The employer asked the IRS to rule that the proposed amendment to the plan to add the SLR program nonelective contributions would not violate the prohibition against “contingent benefits” under the 401(k) regulations. Those regulations provide if a benefit is conditioned on an employee electing or not electing to make elective contributions to a 401(k) plan, the plan will not be considered a qualified cash or deferred arrangement under section 401(k) of the Internal Revenue Code. The IRS ruled the SLR nonelective contributions are conditioned on the employee making student loan repayments, not elective contributions under the plan. Therefore, the regulations would not be violated.
INSIGHT.
Key facts in the ruling were that the SLR program was subject to all applicable plan qualification requirements such as eligibility, coverage and nondiscrimination testing. Nevertheless, this ruling authorizes a plan design to help employees who have significant student loan debt that might prevent them from otherwise participating in the employer’s 401(k) plan. It effectively gives employees credit for student loan repayments as if they were elective contributions. The ruling does not discuss what constitutes eligible student loan repayments. For example, does a parent’s loan for his or her child’s college education qualify for either the parent as the employee-participant? Nor does it address any loan repayment substantiation requirements.
It is also important to note that the employer already had a fairly generous plan formula (5% match on a 2% employee contribution). Many employers only match employee contributions on a dollar for dollar basis and some provide no match at all. Additionally, it seems that if the employer had a significant number of employees enroll in the SLR program and not make any elective contributions to the plan because that money was used to make the student loan repayments, the plan could have difficulty passing the ADP test. Still under the right circumstances this new plan design could be a tremendous benefit for employers to attract recent graduates who are saddled with significant student loan debt.

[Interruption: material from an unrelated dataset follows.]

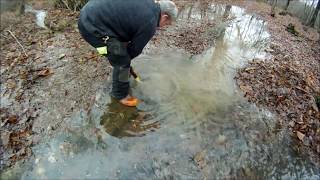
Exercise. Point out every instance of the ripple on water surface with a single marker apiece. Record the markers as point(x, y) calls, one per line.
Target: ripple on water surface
point(192, 122)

The Federal Reserve reports that student loan debt in the U.S. reached 1.5 trillion dollars in the first quarter of 2018, which is more than double the credit card debt. Additionally, the average student loan debt is over $37,000. This SLR program plan design, as authorized by the ruling, is a welcome tool that may help fight this crisis. While a private letter ruling is technically only binding on the taxpayer that requested it, they do provide the reasoning of the IRS and there is no reason to believe the IRS would take a different position with respect to a different taxpayer with similar facts.